The U.S. Food and Drug Administration has now approved Aimovig (erenumab-aooe) for the preventive treatment of migraine in adults. The treatment is given by once-monthly self-injections. Aimovig is the first FDA-approved preventive migraine treatment in a new class of drugs that work by blocking the activity of calcitonin gene-related peptide, a molecule that is involved in migraine attacks. According to Eric Bastings, M.D., deputy director of the Division of Neurology Products in the FDA’s Center for Drug Evaluation and Research “We need new treatments for this painful and often debilitating condition, and Aimovig provides patients with a novel option for reducing the number of days with migraine.”

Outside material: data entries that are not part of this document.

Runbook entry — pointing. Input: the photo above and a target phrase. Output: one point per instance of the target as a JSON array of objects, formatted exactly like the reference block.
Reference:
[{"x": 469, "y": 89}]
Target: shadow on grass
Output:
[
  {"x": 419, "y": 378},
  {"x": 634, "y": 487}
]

The effectiveness of Aimovig for the preventive treatment of migraine was evaluated in three clinical trials. The first study included 955 participants with a history of episodic migraine. Over the course of six months Aimovig-treated patients experienced, on average, one to two fewer monthly migraine days than those on placebo. The second study included 577 patients with a history of episodic migraine and compared Aimovig to placebo. Over the course of three months, Aimovig-treated patients experienced, on average, one fewer migraine day per month than those on placebo. The third study evaluated 667 patients with a history of chronic migraine and compared Aimovig to placebo. In that study, over the course of three months, patients treated with Aimovig experienced, on average, 2 ½ fewer monthly migraine days than those receiving placebo.
Overall Aimovig was very well tolerated and the most common side effects that patients in the clinical trials reported were injection site reactions and constipation.